The research site is located 35 kilometres north of Fort McMurray on two watersheds, part of a 3,400-hectare stretch of permanently reclaimed land at Syncrude’s Mildred Lake facility. It will also include new reclaimed areas, one of which features a 17-hectare fen pilot project that represents the oil sands industry’s first attempt at creating a wetland from the ground up.
“By exploring the magnitude, rate, pathway and chemistry of groundwater in reclaimed areas, we hope to provide oil sands developers like Syncrude with the information and tools they need to create new landscapes that are sustainable and capable of supporting natural processes,” he explained.
Building on a Solid Reputation
Barbour often reminds young engineers that research requires co-operative relationships among government, industry and university, as well as among scientists, engineers, graduate students and industry representatives. “For example, when we first established our research sites in the 1990s, it didn’t take long to realize that while we worked in civil and hydrological engineering, there were many other interesting questions that needed answering.
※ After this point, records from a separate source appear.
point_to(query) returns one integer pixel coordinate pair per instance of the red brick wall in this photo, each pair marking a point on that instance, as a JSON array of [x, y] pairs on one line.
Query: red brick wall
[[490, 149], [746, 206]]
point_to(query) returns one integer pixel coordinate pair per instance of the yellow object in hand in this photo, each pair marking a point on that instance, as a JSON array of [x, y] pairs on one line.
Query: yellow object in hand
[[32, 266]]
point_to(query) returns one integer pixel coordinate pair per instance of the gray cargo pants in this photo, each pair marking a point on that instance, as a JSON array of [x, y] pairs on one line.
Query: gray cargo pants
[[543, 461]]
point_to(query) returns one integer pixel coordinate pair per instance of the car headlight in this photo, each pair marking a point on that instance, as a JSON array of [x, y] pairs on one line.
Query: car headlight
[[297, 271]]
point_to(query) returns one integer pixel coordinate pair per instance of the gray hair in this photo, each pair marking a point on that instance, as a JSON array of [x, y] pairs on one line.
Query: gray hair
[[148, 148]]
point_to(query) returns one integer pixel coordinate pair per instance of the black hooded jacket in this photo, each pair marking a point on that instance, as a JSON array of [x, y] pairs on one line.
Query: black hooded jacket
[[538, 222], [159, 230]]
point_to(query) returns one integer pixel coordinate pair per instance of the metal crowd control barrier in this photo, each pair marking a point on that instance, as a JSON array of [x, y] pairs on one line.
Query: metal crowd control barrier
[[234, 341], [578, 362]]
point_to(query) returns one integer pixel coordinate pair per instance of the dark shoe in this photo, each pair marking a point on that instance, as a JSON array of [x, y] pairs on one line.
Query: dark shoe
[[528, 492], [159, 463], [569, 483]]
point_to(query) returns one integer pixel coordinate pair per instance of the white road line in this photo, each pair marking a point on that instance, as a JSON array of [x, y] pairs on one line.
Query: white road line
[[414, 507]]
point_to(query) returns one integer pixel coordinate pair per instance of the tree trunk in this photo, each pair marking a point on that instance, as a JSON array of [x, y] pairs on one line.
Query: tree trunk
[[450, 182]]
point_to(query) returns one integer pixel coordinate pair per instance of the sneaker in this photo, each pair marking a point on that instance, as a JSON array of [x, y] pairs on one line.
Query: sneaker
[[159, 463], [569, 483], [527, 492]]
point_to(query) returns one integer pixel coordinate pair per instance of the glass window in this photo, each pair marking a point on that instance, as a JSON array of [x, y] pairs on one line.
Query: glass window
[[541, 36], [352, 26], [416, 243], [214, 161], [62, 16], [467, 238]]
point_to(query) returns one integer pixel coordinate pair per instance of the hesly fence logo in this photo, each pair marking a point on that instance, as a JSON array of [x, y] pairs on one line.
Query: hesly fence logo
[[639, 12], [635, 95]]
We needed to expand our collaboration, so we reached out to others.”
Today, this group of “others” includes Jim Hendry (geology) and Bing Si (soil science) from the U of S, Garth van der Kamp and Len Wassenaar from Environment Canada, and Carl Mendoza and Kevin Devito from the University of Alberta.
Over the years, Barbour and his research colleagues have introduced a number of engineering alumni to the oil sands industry. “When you talk about mine closure and research in the oil sands industry, you find the U of S has a very strong reputation,” he said. “People seem to love our graduates. I don’t know how many times I’ve had people from industry say to me, ‘we sure like the engineers you put out’. It’s primarily because we get great kids to start with, but the university also does well with building the relationship and turning out students who know how to behave as professionals.”
Barbour knows firsthand the difference U of S engineering alumni can make in the mine reclamation field. As the new research chair, he is anticipating that between six and eight graduate students, post docs and undergraduates will be joining his team of collaborators as part of a “Fellowship of the Ring” as they set out to explore the paths from Mordor to the Shire.
Bill’s Lake, a reclaimed wetland on a former Syncrude mine site, is named after the late Bill Stolte, a U of S hydrologist.